La démocratie béninoise s’approche d’un autre virage de sa mise en œuvre. Ce virage est annoncé par une proposition de modification de la constitution portée par les députés Assan Séibou et Natondé Aké, qui instaurera un Sénat pouvant servir d’institution d’arbitrage dans les conflits politiques majeurs. Quand bien même cette nouveauté ne soit pas une invention du Bénin, et quand bien même cette institution ne manque pas de pertinence, elle laisse entrevoir des incertitudes sur certains acquis de la démocratie et surtout sur la liberté d’expression.
Selon article 5-1 en création, le Sénat aura à veiller sur le respect d’une trêve de quatre ans dès l’élection du Président de la République. Au cours de cette trêve, « les activités politiques des partis politiques et des corps de la Nation doivent converger au renforcement de l’action politique du Gouvernement jusqu’à l’année précédant la prochaine année électorale », lit-on dans la proposition de loi. Cet article précise que « au cours de cette période de trêve des activités de compétition politique, l’activité des partis politiques ne doit pas compromettre l’action politique du président de la République et du Pouvoir exécutif. L’animation du débat politique à finalité compétitive est suspendue.

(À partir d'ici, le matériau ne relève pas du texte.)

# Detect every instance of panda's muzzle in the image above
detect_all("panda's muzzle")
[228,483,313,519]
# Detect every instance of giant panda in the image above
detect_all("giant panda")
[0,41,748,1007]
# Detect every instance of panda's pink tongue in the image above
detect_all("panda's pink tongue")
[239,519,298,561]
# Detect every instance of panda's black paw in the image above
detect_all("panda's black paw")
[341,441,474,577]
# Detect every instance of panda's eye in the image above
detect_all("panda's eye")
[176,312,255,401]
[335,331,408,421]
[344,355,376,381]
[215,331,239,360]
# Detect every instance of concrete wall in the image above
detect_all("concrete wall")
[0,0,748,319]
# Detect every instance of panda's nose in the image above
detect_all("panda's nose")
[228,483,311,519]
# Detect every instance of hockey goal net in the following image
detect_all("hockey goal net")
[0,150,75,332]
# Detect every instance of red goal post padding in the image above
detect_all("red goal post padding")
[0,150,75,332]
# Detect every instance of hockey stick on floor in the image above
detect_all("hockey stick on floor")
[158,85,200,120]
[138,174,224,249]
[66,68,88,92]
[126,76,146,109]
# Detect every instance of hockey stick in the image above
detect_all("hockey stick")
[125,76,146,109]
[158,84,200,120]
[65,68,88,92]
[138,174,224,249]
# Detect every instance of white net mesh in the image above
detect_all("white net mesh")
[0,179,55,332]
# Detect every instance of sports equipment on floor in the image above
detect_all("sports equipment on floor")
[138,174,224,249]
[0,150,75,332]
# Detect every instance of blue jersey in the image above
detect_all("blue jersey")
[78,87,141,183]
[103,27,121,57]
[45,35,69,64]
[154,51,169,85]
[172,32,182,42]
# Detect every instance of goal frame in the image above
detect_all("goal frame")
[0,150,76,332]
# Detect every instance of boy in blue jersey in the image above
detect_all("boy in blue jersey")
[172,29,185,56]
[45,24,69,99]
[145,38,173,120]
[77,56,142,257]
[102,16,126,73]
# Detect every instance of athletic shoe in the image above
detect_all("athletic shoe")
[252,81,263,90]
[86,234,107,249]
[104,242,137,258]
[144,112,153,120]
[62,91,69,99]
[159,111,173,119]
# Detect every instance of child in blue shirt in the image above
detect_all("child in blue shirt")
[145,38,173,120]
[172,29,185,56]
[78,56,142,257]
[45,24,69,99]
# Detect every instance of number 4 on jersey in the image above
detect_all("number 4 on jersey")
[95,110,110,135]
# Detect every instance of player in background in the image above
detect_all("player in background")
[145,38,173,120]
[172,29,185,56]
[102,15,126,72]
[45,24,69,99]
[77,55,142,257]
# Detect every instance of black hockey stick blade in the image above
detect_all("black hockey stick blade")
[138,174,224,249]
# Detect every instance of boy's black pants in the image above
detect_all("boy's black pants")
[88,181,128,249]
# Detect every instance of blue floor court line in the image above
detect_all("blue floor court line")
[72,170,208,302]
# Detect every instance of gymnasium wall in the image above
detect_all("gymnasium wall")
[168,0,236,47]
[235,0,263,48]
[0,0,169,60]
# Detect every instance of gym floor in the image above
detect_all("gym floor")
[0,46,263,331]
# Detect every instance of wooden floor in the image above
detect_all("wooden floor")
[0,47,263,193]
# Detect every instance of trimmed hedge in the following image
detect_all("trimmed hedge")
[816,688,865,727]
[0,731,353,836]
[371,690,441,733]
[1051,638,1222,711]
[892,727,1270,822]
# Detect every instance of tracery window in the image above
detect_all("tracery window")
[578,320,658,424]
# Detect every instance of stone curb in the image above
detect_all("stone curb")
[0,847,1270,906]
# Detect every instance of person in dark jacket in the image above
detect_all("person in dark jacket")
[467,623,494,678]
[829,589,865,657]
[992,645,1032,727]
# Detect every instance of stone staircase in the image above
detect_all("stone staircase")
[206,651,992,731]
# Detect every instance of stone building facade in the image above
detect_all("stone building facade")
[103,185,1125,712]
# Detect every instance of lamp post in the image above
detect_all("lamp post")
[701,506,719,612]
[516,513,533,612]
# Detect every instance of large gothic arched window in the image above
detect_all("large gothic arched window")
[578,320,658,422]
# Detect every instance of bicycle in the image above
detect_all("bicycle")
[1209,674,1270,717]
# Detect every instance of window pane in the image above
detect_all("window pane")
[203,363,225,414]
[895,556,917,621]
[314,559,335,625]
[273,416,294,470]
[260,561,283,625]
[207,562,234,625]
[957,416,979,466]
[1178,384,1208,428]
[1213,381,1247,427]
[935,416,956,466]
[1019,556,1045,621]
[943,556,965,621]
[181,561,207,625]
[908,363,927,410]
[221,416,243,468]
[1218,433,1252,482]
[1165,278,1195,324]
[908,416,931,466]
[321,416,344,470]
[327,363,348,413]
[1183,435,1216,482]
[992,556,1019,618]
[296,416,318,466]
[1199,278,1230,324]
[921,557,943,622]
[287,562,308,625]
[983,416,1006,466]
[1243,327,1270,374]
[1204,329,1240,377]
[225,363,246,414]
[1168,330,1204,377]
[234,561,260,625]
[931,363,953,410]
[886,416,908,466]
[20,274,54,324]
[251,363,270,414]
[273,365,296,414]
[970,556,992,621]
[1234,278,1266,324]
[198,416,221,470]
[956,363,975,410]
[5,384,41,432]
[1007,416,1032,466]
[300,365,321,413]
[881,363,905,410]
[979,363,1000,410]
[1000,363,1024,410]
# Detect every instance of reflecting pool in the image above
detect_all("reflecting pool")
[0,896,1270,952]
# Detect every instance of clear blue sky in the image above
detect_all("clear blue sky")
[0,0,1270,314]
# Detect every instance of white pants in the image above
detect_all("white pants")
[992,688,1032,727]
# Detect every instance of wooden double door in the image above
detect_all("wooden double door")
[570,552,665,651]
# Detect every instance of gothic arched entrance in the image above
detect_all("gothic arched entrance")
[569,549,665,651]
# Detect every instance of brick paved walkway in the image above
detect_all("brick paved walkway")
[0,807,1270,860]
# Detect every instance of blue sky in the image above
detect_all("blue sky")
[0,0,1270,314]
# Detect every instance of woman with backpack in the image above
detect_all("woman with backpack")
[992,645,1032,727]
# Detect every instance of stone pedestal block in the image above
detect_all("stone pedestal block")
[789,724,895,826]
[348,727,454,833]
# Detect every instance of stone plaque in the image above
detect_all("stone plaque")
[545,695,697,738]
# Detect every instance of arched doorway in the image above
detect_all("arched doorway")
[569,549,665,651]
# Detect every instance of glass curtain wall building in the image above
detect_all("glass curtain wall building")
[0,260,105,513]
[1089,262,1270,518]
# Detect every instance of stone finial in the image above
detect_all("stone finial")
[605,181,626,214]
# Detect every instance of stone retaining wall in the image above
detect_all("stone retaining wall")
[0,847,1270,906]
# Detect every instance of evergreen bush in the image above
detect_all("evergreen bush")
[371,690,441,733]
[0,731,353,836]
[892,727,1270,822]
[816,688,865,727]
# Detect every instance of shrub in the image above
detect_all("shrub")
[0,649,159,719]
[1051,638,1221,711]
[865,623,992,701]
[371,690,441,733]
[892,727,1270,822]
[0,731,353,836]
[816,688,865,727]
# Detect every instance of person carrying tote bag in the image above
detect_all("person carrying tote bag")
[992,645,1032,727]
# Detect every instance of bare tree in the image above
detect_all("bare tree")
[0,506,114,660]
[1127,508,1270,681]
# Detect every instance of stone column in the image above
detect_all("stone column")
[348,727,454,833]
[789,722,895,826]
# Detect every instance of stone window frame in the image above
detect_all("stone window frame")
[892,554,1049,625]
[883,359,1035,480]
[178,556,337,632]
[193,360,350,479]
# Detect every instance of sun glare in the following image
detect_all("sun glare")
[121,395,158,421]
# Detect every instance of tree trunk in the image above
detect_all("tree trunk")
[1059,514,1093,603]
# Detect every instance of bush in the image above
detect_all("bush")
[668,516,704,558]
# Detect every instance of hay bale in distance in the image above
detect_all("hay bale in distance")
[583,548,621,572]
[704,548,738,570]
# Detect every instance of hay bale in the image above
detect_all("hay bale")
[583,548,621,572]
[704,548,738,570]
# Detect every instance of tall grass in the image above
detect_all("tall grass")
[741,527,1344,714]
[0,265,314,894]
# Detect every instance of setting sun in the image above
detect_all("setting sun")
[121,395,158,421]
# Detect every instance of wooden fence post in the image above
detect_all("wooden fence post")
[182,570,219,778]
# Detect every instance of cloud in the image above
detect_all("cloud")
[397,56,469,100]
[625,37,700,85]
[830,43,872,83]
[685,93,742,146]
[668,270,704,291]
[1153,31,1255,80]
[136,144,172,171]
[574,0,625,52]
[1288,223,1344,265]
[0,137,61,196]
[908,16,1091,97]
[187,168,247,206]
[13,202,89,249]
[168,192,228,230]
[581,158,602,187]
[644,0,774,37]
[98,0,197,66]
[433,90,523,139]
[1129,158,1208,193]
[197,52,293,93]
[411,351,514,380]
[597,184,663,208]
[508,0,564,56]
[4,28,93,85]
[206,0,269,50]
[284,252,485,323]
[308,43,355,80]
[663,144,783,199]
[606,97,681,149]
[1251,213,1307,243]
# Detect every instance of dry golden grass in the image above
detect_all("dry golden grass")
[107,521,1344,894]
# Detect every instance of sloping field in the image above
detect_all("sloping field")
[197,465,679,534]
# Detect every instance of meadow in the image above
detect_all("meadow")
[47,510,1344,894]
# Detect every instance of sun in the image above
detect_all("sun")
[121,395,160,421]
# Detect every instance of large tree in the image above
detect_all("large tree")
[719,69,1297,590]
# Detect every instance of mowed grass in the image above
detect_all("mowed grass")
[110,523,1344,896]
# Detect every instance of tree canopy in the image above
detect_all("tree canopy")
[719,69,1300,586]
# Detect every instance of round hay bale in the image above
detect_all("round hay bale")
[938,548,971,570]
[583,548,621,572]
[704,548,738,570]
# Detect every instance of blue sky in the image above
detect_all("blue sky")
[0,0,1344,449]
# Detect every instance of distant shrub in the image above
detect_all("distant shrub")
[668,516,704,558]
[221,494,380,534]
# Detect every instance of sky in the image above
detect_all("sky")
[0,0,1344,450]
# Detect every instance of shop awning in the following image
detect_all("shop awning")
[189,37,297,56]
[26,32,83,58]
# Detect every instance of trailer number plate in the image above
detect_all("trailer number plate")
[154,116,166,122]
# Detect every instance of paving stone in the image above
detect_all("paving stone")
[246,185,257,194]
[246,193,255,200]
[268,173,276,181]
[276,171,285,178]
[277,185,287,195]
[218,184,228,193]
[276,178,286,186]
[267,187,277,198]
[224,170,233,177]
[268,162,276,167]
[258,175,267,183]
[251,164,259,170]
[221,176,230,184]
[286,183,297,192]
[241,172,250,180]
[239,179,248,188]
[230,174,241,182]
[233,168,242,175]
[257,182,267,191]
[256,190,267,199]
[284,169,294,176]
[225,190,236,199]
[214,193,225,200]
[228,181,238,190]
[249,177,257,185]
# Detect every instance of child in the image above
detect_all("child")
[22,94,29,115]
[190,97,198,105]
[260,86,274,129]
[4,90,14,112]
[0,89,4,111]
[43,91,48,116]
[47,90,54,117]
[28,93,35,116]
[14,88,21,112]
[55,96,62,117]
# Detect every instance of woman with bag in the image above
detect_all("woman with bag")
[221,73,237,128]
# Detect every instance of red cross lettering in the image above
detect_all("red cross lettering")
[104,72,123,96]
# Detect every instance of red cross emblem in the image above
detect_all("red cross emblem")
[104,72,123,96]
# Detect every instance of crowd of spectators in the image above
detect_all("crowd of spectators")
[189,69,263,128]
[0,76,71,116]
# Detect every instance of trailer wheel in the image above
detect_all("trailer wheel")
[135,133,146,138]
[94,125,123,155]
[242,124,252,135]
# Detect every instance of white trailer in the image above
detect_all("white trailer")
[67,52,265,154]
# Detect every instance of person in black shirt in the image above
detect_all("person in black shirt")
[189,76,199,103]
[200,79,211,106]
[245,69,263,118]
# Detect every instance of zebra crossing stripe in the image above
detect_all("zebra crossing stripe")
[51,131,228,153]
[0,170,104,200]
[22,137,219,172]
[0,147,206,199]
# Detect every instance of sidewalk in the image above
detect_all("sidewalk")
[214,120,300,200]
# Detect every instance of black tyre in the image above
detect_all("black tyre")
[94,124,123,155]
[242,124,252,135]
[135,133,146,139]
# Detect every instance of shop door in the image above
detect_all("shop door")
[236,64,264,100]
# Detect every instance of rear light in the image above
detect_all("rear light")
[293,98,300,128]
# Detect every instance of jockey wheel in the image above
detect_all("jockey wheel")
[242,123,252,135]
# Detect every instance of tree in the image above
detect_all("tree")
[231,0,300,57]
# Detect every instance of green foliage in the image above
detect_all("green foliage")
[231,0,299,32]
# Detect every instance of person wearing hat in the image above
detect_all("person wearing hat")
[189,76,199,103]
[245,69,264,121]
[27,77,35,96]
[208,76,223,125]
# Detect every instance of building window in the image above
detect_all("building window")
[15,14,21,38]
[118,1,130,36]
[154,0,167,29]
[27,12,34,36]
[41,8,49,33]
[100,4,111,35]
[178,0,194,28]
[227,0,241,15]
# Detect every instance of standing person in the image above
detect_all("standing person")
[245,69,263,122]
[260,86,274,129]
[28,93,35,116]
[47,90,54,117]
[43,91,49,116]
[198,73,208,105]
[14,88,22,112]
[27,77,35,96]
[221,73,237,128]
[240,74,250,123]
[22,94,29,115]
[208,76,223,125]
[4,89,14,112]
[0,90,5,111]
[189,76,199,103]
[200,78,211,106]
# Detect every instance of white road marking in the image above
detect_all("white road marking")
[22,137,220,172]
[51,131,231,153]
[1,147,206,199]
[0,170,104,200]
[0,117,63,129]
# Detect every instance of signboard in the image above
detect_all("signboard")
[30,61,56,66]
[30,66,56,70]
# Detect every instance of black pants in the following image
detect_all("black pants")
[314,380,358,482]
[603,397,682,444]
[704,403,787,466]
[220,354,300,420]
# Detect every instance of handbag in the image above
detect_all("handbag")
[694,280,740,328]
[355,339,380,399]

L’activité politique doit être contributive et concourir au succès de l’action politique mise en œuvre par la majorité en charge de la direction de l’État ».
Ainsi, cette trêve viendra mettre fin à toute critique de l’action publique. Puisque quand bien même objective, toute critique peut être perçue comme ne concourant pas « au succès de l’action politique mise en œuvre par la majorité en charge de la direction de l’Etat ». Dans un sens plus large, puisque cette trêve concerne les partis politiques et les corps de la Nation, la liberté de la presse pourrait être aussi entamée durant cette période faisant des journalistes de simples griots.
De même, cette trêve pourrait dresser le lit à un climat de supputation comme au cours de la période révolutionnaire où tous ceux qui étaient soupçonnés comme étant des réactionnaires subissaient des châtiments.
Ce qui pourra être fatal même à la réussite de l’action gouvernementale puisqu’il n’est un secret pour personne que ce sont les critiques qui permettent à ceux sont dans le feu de l’action de voir certains aspects qui pourraient leur échapper lors de la prise de certaines décisions. De même, la peur d’être critiqué par l’adversaire est un moyen efficace pour bien faire.
Si les cris de l’opposition et même les tournées du parti Les Démocrates n’ont pas pu empêcher le Président Patrice Talon de faire des prouesses, la nécessité d’instaurer cette trêve reste encore à revoir avant qu’il ne soit trop tard.